Текущая страница: 18 (всего у книги 50 страниц)

-Что, на императора могли покушаться? – недоверчиво хмыкнул Люк. Он чувствовал себя странно. Идти по коридорам с тем, кого не так давно считал главным врагом, и говорить с ним о том, кто был для него врагом столь недавно… Он даже вздрогнул. – Нет, – добавил он в такт своим мыслям, – я понимаю. Он был безумен. Но, знаешь, мне это как-то мало помогло в моём последнем бою…

Он понял, что Вейдер смеётся только по волне, изошедшей от него. Его отец умел при смехе производить только очень неприятные звуки. Тот это понял и прекратил колебать воздух. Но эмоция удовольствия осталась.

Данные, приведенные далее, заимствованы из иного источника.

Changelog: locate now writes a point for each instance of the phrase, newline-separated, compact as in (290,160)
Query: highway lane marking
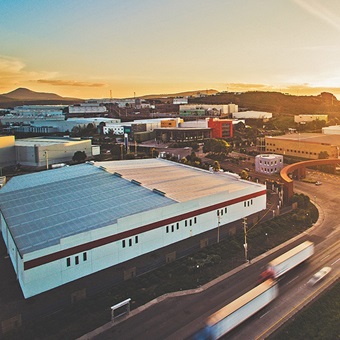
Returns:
(292,280)
(295,308)
(335,262)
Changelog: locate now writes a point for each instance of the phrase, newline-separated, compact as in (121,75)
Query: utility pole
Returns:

-Да, – сказал он. – Мой старый учитель смертельно опасен в любом из состояний.

Помолчал.

-Покушения были, – сказал Вейдер немного неохотно. – Не лично. На транспорт, в котором император перемещался. Совсем недавно. Был у нас такой гранд-адмирал: Заарин. Вот он попытался напасть на корабль императора силами порученного ему флота. В то время, когда император летел с инспекцией на Звезду.

-И что? – невольно сглотнул Люк.

-Что-что… Отбились. Прежде всего, мы были предупреждены. Заарин не на того шпиона ставку сделал. Так что эскорту императора надо было продержаться минут пять. А потом из гипера с одной стороны выскочил я, с другой – Траун, и вот тогда Заарину…

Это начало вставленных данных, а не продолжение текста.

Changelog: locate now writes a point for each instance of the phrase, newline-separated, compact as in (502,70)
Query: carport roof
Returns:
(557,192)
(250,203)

-Кто выскочил с другой стороны?

Вейдер посмотрел на сына в почти искреннем недоумении.

-Траун. Гранд-адмирал Траун. Синдик, – Люк почувствовал, как отец начинает улыбаться, – Синдик Митт’рау’нуруодо. Знаешь такого?

-Нет, – ответил Люк.

-Ну, по крайней мере, ответ честный.

-Подожди, я знаю всех гранд-адмиралов Империи. Это не так трудно. Я хочу сказать, что Альянс не такой уж дурак, и мы, конечно, круг из двенадцати гранд-адмиралов знаем прекрасно…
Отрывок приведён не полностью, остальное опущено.